The Koreans in my office have an obsession with meetings (note: my 1am meetings) and deference; while the foreign teachers have an obsession with directness, brevity of bureaucracy, and earned respect.  Of course, the two worlds collide and the resulting friction is damaging for morale: The administration and supervisors are left clueless and the foreign teachers are left grumbling, holding up the proverbial middle finger.  But, have no fear because here I come to grease the wheels and wipe tushies: explaining to the Koreans how foreigners will understand decisions, explaining to the foreigners how the administrators have their hands tied, and ultimately bridging the cultural gaps that separate the bosses and the workers.  So work’s changed for me.  I’m not just a teacher anymore: I’m a cultural puzzle-solver, I feel like the oil that keeps the gears lubricated and running.

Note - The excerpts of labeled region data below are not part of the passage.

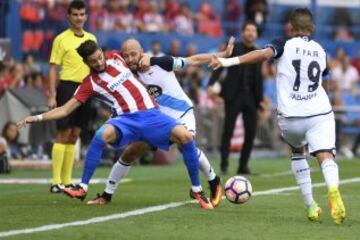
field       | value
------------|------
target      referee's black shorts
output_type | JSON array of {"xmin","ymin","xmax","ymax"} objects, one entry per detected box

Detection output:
[{"xmin": 56, "ymin": 80, "xmax": 91, "ymax": 130}]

And when the jigsaw of work seems too confusing and incongruous, my private life and love erupts like an untimely volcano.  Relationships end, new ones form, and I’m pulled like the racked man between obligations and opportunity.  On the one hand, I have my obligations (essays, diaries, and other commitments); and on the other hand, I have my friends, my girlfriend, and the limitless opportunities of enjoyment that they offer.  Often, I find myself after work (if I haven’t stayed at the office until 1 or 2am) exhausted or just wanting the immediate entertainment of music or television.  On the weekends, I have a Korean class and the savory moments off the clock; when does Billy write?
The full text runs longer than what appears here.